では、なぜ声は出ないのか。何を言えばいいかわからない。言っても変わらないと諦めている。言ったら不利益を被るかもしれない。いくつもの根がからみ合い、一人ひとりの口を閉ざしていく。本書は、この「沈黙」が生まれる症状を6つに分類し、それらを解決する3本の柱からなる「フィードバック経営」を提示。感覚的にとらえられてきた組織課題の根本原因を、具体例を交えながら論理立てて解説している。

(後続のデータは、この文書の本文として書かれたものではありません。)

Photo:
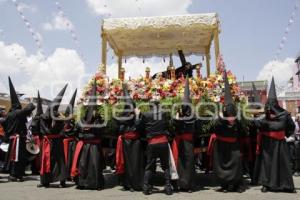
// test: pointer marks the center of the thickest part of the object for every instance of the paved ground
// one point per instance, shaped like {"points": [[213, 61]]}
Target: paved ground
{"points": [[207, 190]]}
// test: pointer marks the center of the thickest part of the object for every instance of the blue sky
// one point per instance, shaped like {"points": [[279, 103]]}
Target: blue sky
{"points": [[251, 32]]}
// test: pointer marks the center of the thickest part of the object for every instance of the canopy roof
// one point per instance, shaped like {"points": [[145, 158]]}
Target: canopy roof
{"points": [[160, 36]]}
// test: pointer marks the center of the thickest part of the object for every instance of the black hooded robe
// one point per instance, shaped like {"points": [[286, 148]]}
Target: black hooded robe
{"points": [[58, 170], [133, 173], [227, 163], [15, 123], [88, 163], [273, 168], [70, 142], [184, 138]]}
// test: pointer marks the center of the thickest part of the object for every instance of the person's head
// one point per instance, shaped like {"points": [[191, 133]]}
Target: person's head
{"points": [[297, 119], [2, 112], [229, 112]]}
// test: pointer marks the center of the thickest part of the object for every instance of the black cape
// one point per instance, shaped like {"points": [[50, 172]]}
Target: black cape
{"points": [[133, 155], [273, 168], [227, 163]]}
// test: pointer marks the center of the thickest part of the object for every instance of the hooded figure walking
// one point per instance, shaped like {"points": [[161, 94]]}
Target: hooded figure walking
{"points": [[273, 170], [15, 133], [227, 163], [156, 129], [53, 167], [183, 144], [129, 151], [88, 161], [70, 133]]}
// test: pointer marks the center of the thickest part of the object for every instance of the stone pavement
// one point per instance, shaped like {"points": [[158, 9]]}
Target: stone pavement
{"points": [[206, 191]]}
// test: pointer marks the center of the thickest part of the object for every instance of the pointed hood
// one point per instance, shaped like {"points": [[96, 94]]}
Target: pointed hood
{"points": [[272, 102], [229, 107], [70, 107], [54, 105], [171, 61], [255, 93], [39, 107], [272, 96], [227, 96], [91, 107], [187, 94], [35, 123], [14, 99], [186, 100], [127, 99]]}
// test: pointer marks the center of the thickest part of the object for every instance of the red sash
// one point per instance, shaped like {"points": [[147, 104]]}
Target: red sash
{"points": [[66, 142], [74, 170], [211, 143], [245, 145], [120, 161], [13, 151], [2, 134], [46, 153], [176, 142], [158, 139], [276, 135], [227, 139]]}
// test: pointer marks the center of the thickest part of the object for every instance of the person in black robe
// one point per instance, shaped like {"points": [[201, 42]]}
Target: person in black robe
{"points": [[88, 161], [70, 133], [129, 151], [227, 163], [35, 129], [53, 168], [155, 125], [273, 170], [16, 132], [183, 144], [297, 147]]}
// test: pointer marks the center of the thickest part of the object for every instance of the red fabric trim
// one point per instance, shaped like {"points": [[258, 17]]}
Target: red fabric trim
{"points": [[258, 143], [227, 139], [158, 139], [66, 143], [210, 148], [176, 142], [120, 161], [277, 135], [74, 169], [46, 153], [13, 153], [2, 134]]}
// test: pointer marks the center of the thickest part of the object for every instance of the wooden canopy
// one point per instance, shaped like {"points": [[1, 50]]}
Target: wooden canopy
{"points": [[160, 36]]}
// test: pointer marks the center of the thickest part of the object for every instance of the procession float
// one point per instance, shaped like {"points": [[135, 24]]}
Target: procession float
{"points": [[164, 36]]}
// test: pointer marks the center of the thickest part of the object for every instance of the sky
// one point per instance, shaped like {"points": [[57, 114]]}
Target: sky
{"points": [[45, 44]]}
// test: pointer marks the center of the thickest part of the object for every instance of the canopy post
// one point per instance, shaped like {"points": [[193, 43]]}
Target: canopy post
{"points": [[207, 58], [216, 44], [119, 65], [104, 51]]}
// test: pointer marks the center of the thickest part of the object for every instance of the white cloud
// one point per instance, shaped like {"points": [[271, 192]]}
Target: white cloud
{"points": [[33, 72], [134, 67], [282, 70], [23, 6], [129, 8], [58, 22]]}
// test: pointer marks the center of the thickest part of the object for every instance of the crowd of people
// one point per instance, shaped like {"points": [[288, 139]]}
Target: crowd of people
{"points": [[268, 149]]}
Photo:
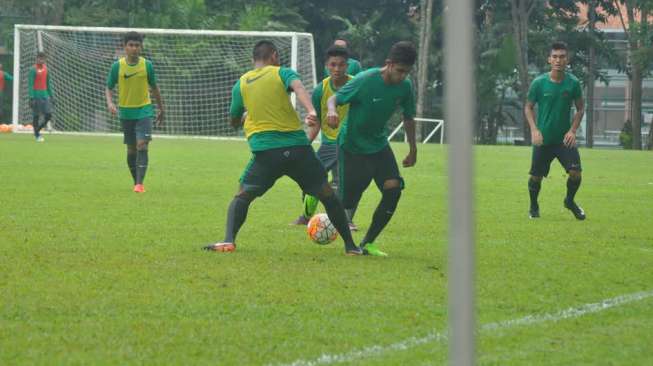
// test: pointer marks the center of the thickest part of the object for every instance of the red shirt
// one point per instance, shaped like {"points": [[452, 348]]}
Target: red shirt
{"points": [[41, 77]]}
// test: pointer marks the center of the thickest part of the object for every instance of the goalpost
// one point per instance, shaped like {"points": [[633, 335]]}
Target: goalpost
{"points": [[195, 69]]}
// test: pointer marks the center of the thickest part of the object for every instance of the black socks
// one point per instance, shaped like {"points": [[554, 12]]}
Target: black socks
{"points": [[382, 214], [338, 218], [572, 188], [534, 191], [141, 165], [131, 163], [236, 215]]}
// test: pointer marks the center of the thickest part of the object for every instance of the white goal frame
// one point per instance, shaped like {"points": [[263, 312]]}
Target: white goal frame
{"points": [[439, 126], [294, 36]]}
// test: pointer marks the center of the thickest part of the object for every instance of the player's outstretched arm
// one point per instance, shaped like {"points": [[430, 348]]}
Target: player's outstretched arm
{"points": [[570, 136], [332, 114], [156, 93], [536, 135], [109, 97], [409, 127], [305, 100]]}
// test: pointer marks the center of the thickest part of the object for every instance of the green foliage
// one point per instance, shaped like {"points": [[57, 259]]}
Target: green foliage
{"points": [[95, 274], [626, 135]]}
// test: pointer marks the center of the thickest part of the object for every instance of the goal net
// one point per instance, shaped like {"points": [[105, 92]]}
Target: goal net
{"points": [[195, 71]]}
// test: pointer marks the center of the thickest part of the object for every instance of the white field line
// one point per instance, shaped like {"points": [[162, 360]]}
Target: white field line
{"points": [[575, 312]]}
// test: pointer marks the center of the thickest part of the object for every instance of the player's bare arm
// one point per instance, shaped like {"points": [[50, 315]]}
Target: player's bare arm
{"points": [[536, 135], [411, 158], [332, 114], [110, 106], [570, 136], [156, 93], [305, 100]]}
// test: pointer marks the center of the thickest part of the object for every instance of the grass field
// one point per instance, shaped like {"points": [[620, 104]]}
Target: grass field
{"points": [[92, 273]]}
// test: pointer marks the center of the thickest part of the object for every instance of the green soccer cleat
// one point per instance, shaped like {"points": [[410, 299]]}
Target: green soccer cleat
{"points": [[373, 250]]}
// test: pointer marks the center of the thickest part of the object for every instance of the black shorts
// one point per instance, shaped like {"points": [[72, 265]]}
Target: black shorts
{"points": [[356, 171], [297, 162], [135, 130], [568, 157]]}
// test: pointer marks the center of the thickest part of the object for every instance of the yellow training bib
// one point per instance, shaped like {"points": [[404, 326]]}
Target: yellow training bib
{"points": [[267, 102], [133, 87]]}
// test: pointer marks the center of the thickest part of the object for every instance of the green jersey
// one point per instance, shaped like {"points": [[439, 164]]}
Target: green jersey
{"points": [[554, 101], [372, 103], [353, 67]]}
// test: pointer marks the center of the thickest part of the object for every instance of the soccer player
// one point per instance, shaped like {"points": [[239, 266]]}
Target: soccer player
{"points": [[136, 79], [365, 153], [278, 143], [336, 63], [40, 95], [353, 65], [4, 77], [554, 136]]}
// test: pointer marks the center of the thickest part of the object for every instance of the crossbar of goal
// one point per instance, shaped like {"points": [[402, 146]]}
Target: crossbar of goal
{"points": [[157, 31], [439, 124]]}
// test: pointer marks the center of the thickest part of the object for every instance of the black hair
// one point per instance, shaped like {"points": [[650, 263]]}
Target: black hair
{"points": [[337, 51], [403, 52], [263, 50], [559, 45], [132, 36]]}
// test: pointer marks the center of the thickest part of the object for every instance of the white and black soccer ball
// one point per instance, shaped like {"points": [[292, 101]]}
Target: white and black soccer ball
{"points": [[321, 230]]}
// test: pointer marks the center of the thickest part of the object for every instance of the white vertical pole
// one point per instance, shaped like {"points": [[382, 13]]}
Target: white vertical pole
{"points": [[39, 41], [16, 82], [315, 62], [460, 111], [293, 64]]}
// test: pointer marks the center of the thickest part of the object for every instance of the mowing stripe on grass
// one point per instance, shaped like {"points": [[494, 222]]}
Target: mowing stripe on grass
{"points": [[435, 336]]}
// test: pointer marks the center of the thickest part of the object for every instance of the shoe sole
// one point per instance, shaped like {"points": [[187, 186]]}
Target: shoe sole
{"points": [[581, 218], [353, 254], [228, 248]]}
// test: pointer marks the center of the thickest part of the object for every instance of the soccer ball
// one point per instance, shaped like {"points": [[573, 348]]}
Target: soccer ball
{"points": [[321, 230]]}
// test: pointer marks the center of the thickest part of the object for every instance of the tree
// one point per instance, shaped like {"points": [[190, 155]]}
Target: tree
{"points": [[639, 58], [591, 70], [521, 11], [426, 13]]}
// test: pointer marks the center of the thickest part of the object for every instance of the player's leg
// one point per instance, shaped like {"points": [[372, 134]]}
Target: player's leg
{"points": [[390, 183], [129, 139], [540, 165], [570, 160], [309, 173], [131, 161], [333, 167], [354, 175], [143, 131], [326, 154], [47, 111], [263, 169]]}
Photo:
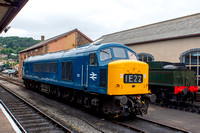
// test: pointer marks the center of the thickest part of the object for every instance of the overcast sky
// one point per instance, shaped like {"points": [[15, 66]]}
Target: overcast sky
{"points": [[94, 18]]}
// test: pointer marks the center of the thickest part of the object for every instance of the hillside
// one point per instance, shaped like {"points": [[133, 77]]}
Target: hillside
{"points": [[12, 45]]}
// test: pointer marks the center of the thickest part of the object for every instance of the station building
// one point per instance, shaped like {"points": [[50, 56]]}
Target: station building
{"points": [[175, 40], [68, 40]]}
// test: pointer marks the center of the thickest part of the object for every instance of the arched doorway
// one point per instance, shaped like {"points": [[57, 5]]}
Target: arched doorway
{"points": [[191, 58]]}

第5部では、住友ファーマ、キッツ、富士通、デロイト トーマツ、アストラゼネカ、弥生という6社の実践事例を紹介。いずれも経営者自身が、社員の声が循環していない現状を経営課題としてとらえ、自ら変革に踏み出したケースである。
著者の三村真宗氏は、2011年に株式会社コンカーの初代社長に就任した当初、目の前の成果を追い求めるなかで、自ら沈黙の組織をつくってしまった経験を持つ。そこから社員との対話を重ね、フィードバックに光明を見出し、Great Place To Work® Institute「働きがいのある会社」ランキング(中規模部門)で2018年度から7年連続1位という国内最長記録を打ち立てた。

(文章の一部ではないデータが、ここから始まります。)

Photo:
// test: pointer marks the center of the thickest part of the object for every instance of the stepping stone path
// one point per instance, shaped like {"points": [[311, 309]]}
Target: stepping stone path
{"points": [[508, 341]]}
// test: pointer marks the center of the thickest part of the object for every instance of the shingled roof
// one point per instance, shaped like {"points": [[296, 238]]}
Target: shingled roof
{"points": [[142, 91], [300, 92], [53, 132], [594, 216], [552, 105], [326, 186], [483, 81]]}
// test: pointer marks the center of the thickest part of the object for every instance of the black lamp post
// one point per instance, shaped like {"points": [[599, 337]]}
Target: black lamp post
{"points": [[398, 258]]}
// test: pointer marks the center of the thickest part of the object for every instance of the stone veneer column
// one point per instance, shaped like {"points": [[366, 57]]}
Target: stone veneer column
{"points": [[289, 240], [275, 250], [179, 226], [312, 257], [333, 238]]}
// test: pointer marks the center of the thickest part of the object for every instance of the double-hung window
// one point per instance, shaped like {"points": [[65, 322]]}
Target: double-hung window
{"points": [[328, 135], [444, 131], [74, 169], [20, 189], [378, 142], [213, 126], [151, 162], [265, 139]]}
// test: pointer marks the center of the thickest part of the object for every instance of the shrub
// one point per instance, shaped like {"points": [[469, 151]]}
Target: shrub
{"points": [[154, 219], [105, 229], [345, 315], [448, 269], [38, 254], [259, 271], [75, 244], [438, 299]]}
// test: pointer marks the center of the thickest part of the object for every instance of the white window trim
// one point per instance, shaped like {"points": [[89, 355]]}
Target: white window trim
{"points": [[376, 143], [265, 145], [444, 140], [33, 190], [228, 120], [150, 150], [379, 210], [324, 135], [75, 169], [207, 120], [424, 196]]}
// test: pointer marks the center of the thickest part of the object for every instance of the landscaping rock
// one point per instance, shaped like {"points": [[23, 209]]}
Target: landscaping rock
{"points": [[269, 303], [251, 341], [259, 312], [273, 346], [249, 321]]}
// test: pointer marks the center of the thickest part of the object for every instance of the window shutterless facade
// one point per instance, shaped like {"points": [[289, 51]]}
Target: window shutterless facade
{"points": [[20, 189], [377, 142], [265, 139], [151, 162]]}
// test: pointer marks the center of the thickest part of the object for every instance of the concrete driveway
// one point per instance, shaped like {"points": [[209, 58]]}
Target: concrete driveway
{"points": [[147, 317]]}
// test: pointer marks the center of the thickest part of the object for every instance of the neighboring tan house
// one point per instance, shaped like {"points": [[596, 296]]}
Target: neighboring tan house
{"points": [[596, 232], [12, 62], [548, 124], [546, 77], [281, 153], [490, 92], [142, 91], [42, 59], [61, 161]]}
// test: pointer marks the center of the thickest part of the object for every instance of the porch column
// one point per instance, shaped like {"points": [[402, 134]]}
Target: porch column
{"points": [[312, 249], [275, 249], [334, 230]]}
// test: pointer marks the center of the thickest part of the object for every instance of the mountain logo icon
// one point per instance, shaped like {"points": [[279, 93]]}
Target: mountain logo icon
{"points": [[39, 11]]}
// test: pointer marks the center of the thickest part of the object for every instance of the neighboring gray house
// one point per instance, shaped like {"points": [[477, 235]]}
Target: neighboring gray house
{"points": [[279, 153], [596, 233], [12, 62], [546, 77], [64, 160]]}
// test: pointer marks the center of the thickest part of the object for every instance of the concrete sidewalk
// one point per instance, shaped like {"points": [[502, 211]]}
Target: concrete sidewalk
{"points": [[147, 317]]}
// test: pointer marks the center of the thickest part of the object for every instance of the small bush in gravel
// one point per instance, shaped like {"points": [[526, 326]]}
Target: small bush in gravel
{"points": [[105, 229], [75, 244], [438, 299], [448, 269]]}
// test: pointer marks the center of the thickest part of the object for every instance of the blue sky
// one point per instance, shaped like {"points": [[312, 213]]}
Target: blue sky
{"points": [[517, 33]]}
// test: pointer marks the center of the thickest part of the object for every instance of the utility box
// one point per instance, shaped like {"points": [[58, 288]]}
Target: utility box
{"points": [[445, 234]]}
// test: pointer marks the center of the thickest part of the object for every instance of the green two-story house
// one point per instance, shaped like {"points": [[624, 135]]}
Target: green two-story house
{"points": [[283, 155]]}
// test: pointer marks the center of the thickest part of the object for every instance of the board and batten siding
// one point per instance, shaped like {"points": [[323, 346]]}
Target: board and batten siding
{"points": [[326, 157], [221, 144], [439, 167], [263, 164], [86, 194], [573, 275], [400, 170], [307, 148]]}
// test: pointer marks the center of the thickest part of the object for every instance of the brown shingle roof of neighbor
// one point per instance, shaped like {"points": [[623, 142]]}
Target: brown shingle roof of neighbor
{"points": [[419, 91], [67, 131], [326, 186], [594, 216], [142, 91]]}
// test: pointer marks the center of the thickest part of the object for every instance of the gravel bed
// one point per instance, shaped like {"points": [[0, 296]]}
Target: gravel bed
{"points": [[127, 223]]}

執筆にあたっては、国内正社員2,060名を対象とした独自調査も実施。「沈黙の組織」が生まれる構造的な原因を、実証的な根拠とともに明らかにしている。
「沈黙の組織」から「高め合う組織」へ。その道筋を描いた一冊。
(出版社ホームページより/HRプロ編)
▼目次
第1部 フィードバック経営とは何か ―「沈黙の組織」から「高め合う組織」へ第2部 経営理念の実装 ―「額縁の言葉」を現場の行動に変える
第3部 フィードバック文化を築く ― 対話が組織を変える
第4部 VoEサイクル ― 現場と経営をつなぐ声の循環
第5部 ケーススタディー 6社の挑戦に学ぶ変革の実践
終章 心理的安全性という誤解
▼著者プロフィール
【三村真宗(みむら まさむね)】株式会社U-ZERO 代表取締役CEO兼CPO。慶應義塾大学卒業後、創業メンバーとしてSAPジャパン株式会社に入社。マッキンゼー・アンド・カンパニー、ベタープレイス・ジャパン株式会社などを経て、2011年に株式会社コンカーに参画。代表取締役社長として社員一人ひとりの声を経営に活かす組織づくりを追求し、「働きがいのある会社」ランキングで7年連続1位(日本最長記録)を達成した。2018年に『最高の働きがいの創り方』、2023年に『みんなのフィードバック大全』(現在12版)を上梓。2024年、株式会社U-ZEROを設立し、「フィードバック経営」の社会実装に取り組んでいる。